You only get one of these per subject per case, but it’s time to use the second most potent tool at your disposal (next to the arrows, of course). The time has come to put some words in her mouth. You only have a few sentences, so you’d better make them count. You dig deep into yourself, and channel the energy you need.

“Hey, can I ask you a question?”


Now you just have to ask the right one.

Chosen: What was up with the ceramic rabbit?

“What was up with the ceramic rabbit?”

He laughs out loud. “That’s a long story.”

She gestures to her surroundings. “I’m not going anywhere.”

He takes the chair next to her hospital bed. After a moment, he begins. “One of the first dates Ginny and I went to included Chinese at this little hole in the wall. They had place-mats with an explanation of the signs of the Chinese Zodiac. Now, I don’t believe that at all, but Ginny being Ginny . . .”

“She believes anything that has no scientific basis whatsoever.”

“Exactly. It’s like you two have met. Anyway, I don’t even remember what my actual sign is, but apparently if you’re born in the year of the rabbit, you’re supposed to be something of a homebody.”

“And you’re a homebody?”

“I want to be.

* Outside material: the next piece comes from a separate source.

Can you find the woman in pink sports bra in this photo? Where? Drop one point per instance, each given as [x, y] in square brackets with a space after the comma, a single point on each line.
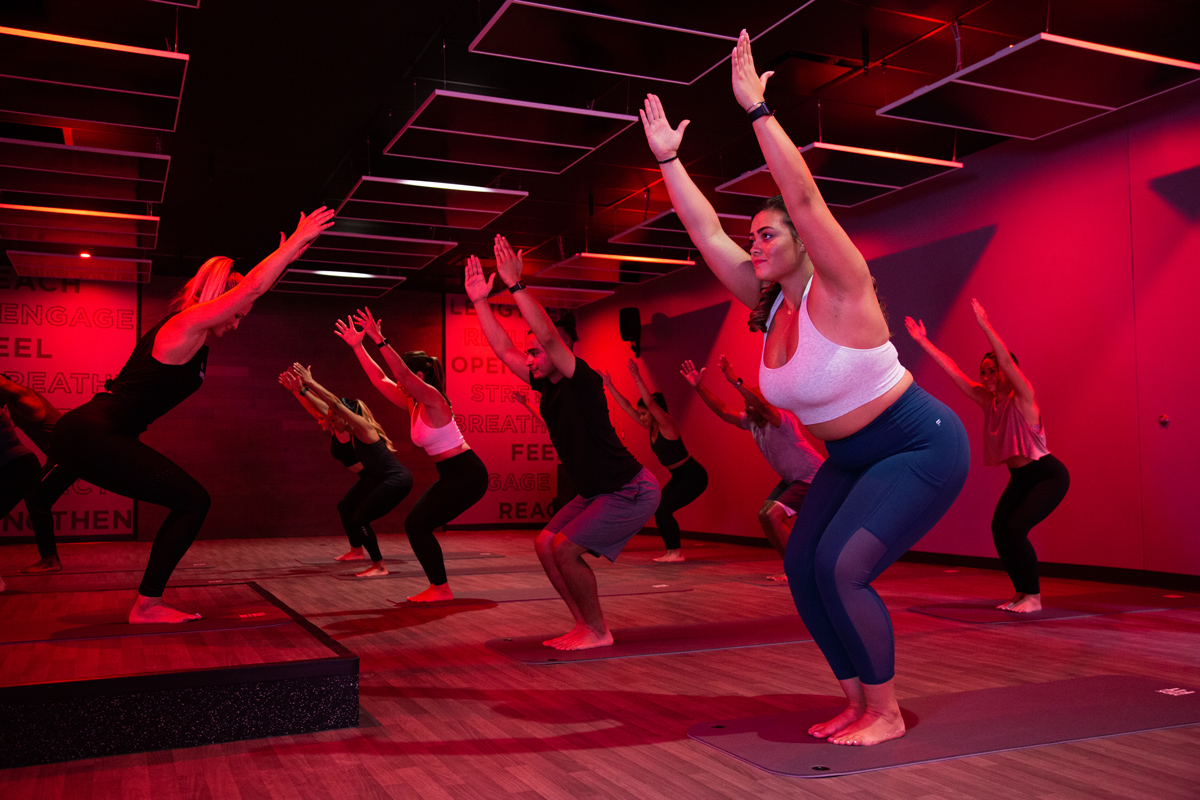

My mom and dad wanted me to be well rounded, so I spent my childhood going just about everywhere. Ginny wanted to see the world. I wanted to show it to her, at first. But the longer we were travelling, the more I realized that it’s just no fun to go on vacation when you never have a home waiting to come back to. I gave her the rabbit to try to say that, well, I want to be a homebody.”

“So where’s home now?”

“I don’t know. Dad got sick, and I’ve been travelling six months out of the year doing work for the foundation. I wanted to find a home, and I guess I forgot to look for one. What about you?”

“Me? No, I always knew where home was. My family’s been running the local paper for four generations. Don’t get me wrong, I could have done something else, but, I like doing what Dad did, even if I’m doing half of it online these days.”

“That sounds nice. You’ve got roots here.”

“I do, and it is.” There is a wonderfully satisfying moment of silence. “You’re not getting back together with Ginny, are you?”

He shakes his head. “No. I guess I’m not.” He stands and buttons his coat. “Thanks for the receipt. Will I see you at the ball?”

“I’m covering it for the paper.”

“I’ll watch out for you.”

“See you later, Peter Rabbit.”

“Oh, we are totally not going to be using that as my nickname.”


Director Eros looks down at your report. Every once in a while, he lets out a grunt. It’s not encouraging. Finally, he looks up at you.

“Let me see your arrows.”

You pull the two arrows you’ve been assigned for this case out of your quiver and hand them to him. He takes them reverently and begins an even longer inspection. After what seems like a decade, he hands them back to you.

“This is the easy part, you know? She goes to the ball. He asks her to dance. When you’ve got them both on the dance floor, one arrow into each of them. I assume you’re familiar with the concept?”

You nod your head eagerly.

“If you miss with these arrows, I will personally beat you nigh unto death. You with me?”

“Yes, sir.”

“You did adequately on this one, kid. Don’t get cocky or anything, but this wasn’t the most screwed up job I’ve ever seen. You may consider the “Junior” removed from your title of “Junior Matchmaker, effective immediately.”

“Thank you, sir.”

“You’re welcome. Now get out of my office.”

You do, and for the first time ever, when you leave Director Eros’s office, you’re not secretly hoping that the rest of the Matchmakers aren’t looking at you. Today, you’re hoping everyone is, because you can feel proud of a job well done.